Haunted French Quarter: The Napoleon House

The New Orleans French Quarter is home to dozens of haunted historical hot spots.  Many of the city’s ghost tour companies boast, “New Orleans, the most haunted city in America.” But tour companies may have missed a haunt in one of the French Quarter’s most famous historical sites, Napoleon House.

A painting of Napoleon sits near the entrance to Napoleon House's third-floor apartments.

Built by Nicholas Girod, mayor of New Orleans from 1812 to 1815, Napoleon House was originally intended to be a residence for Napoleon Bonaparte. Although Napoleon House is rich with history, Napoleon himself was never actually a part of it, said Maria Impastato, one of the building’s owners.

Today, the three-story building functions as a restaurant, bar and reception hall. The Impastato family has owned Napoleon House since the early 1900s. Impastato said her grandparents used to live on the second floor, which is now the reception hall. The third floor consists of three separate apartments, which the family always rented out, Impastato said.

Covington residents Chastian and Liz Taurman have been renting one of the apartments for the past year. They and their five grown children use the apartment when they stay in the city.

Catherine Taurman, the youngest of the Taurman siblings, is a student at Tulane University and occasionally uses the apartment for school. She said she thought the apartment was haunted the first time she walked into it.

“You get a creepy vibe from it,” Catherine said. “When you’re there by yourself, you feel like someone else is with you, but no one is with you.”

Catherine said she had an “eerie experience” when she and several friends stayed in the apartment during Mardi Gras. When one of Catherine’s friends mentioned that she thought the place was haunted by a ghost, Catherine said the lights in the kitchen started blinking wildly. Astonished, they decided to ask the spirit questions.

“We asked if there was a presence here to blink the light three times,” Catherine said. “It blinked. One. Two. Three.”

After asking several more questions and watching the kitchen light flicker correspondingly, Catherine said she and her friends were convinced the flickering was no coincidence due to faulty wiring.

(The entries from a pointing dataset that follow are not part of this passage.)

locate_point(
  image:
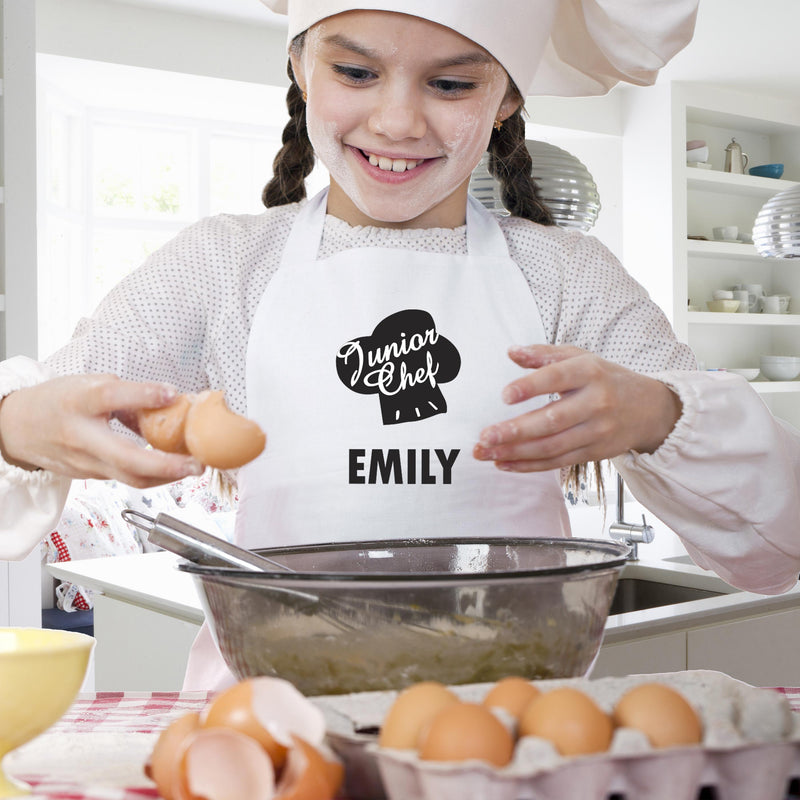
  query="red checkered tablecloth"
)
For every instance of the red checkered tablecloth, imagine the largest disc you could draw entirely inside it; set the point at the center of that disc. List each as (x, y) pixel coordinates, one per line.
(97, 750)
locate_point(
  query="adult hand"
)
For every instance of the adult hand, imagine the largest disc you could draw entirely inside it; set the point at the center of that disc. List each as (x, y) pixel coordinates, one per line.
(62, 425)
(603, 410)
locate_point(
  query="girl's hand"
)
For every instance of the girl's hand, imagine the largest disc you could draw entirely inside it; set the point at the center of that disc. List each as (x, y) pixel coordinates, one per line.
(603, 410)
(62, 425)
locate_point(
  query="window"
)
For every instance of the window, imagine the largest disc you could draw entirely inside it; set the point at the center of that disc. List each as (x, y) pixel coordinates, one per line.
(127, 158)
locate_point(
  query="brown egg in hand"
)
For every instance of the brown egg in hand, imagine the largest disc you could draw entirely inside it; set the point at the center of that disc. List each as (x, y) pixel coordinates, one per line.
(202, 425)
(164, 427)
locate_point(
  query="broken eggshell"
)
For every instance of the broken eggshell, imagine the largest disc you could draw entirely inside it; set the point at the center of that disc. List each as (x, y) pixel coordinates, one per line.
(203, 426)
(230, 751)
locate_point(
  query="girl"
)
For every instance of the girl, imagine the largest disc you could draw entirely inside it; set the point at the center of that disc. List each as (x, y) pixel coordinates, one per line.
(368, 329)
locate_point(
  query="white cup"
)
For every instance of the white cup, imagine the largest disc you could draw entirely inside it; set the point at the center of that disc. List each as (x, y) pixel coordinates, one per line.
(743, 296)
(726, 233)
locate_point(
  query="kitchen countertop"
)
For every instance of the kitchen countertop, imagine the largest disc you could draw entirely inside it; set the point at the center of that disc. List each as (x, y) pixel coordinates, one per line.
(97, 750)
(152, 581)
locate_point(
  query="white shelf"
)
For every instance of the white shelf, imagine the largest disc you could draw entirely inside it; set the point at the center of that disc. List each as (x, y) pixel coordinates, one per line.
(714, 318)
(775, 387)
(712, 249)
(712, 180)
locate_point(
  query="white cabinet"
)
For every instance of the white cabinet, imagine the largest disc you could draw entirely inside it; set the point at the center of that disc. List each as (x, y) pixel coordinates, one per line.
(763, 650)
(666, 203)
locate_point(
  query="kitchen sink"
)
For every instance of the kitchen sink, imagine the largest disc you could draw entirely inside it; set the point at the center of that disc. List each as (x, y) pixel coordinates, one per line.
(636, 594)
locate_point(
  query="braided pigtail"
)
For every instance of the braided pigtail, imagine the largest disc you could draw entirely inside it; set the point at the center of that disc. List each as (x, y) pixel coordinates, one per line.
(510, 164)
(295, 159)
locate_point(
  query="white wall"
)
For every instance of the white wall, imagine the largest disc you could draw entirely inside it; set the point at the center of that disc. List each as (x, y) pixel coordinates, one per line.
(144, 37)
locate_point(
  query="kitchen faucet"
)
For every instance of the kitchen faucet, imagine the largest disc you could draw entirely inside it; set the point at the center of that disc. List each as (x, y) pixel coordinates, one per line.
(627, 532)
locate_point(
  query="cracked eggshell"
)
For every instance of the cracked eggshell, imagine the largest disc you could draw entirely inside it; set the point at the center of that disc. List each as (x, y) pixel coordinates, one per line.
(162, 764)
(164, 427)
(269, 710)
(308, 774)
(223, 764)
(218, 437)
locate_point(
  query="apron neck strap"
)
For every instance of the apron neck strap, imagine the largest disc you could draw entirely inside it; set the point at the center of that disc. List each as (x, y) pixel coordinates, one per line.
(485, 239)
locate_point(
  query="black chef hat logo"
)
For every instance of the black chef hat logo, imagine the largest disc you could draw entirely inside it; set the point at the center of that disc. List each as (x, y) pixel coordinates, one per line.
(404, 362)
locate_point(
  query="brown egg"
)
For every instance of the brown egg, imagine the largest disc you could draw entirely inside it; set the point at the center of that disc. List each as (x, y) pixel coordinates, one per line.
(464, 731)
(511, 694)
(308, 775)
(268, 710)
(411, 711)
(163, 427)
(223, 764)
(163, 763)
(569, 719)
(218, 437)
(661, 713)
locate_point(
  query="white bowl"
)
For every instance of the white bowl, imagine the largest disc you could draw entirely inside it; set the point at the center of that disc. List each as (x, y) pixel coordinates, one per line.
(728, 306)
(697, 154)
(749, 374)
(780, 368)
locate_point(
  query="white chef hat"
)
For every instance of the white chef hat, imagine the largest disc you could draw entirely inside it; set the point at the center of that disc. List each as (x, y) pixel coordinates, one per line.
(567, 48)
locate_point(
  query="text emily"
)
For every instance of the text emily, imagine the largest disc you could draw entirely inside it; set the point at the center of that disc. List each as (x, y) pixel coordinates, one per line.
(397, 466)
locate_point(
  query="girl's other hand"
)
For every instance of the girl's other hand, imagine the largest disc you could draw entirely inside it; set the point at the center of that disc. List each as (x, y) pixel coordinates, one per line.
(62, 425)
(603, 410)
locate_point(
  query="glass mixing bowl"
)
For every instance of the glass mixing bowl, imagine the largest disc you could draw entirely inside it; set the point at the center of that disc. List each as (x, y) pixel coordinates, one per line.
(380, 615)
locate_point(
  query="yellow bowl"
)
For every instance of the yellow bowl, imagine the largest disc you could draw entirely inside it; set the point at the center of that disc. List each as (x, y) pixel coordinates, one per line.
(41, 671)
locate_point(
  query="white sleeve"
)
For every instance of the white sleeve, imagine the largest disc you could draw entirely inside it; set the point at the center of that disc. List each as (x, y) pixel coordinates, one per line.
(30, 502)
(726, 481)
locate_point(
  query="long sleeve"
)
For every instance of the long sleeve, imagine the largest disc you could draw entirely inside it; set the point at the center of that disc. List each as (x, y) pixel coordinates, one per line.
(727, 481)
(30, 502)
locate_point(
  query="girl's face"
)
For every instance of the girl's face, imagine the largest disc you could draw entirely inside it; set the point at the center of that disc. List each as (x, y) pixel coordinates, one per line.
(400, 111)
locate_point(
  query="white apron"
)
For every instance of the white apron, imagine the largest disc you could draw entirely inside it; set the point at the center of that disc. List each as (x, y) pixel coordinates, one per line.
(373, 373)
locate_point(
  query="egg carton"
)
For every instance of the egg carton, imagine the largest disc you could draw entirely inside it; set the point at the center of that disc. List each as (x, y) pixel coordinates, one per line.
(750, 749)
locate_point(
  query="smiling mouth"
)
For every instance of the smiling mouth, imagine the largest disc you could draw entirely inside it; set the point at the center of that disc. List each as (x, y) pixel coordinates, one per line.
(391, 164)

Despite the unsettling incident, Catherine said she is not afraid to stay in the apartment.

“I don’t think it’s there to hurt me or scare me away,” she said. “It’s a very old house. There’s probably going to be spirits there. That’s just new Orleans.”

Catherine’s sister, Mary Taurman, had a similar experience when she and a friend visited the apartment after a wedding.

When Mary mentioned the strange experience her sister had, her friend declared that she did not believe in ghosts. Suddenly, the kitchen light flickered.  

Mary said she asked the ghost to make the light blink again, and it did. It was very deliberate, and it did not flicker again after that, Mary said.  

Liz Taurman, the girls’ mother, said she is “not as big on hauntings” as her daughters are. Despite her skepticism about ghosts, she said she cannot deny strange things have happened in the apartment.

The first time Liz slept there alone, she experienced a rude awakening.

“I was just going to sleep, and something hit me in the back. It was like a shove,” she said.

She said the push was strong enough to make her question whether there was someone else in the room. But she was alone.

Maria Impastato has spent her life around Napoleon House and said that she has never had a supernatural experience there. However, she admits there is a “ton of history” in the more than 200-year-old building.

The third-floor apartments were historically rented out to short-term visitors, not families, Impastato said. Most of the people that lived up there were seamen, she said.

“Who knows? Maybe there is a spirit going around,” she said with a laugh.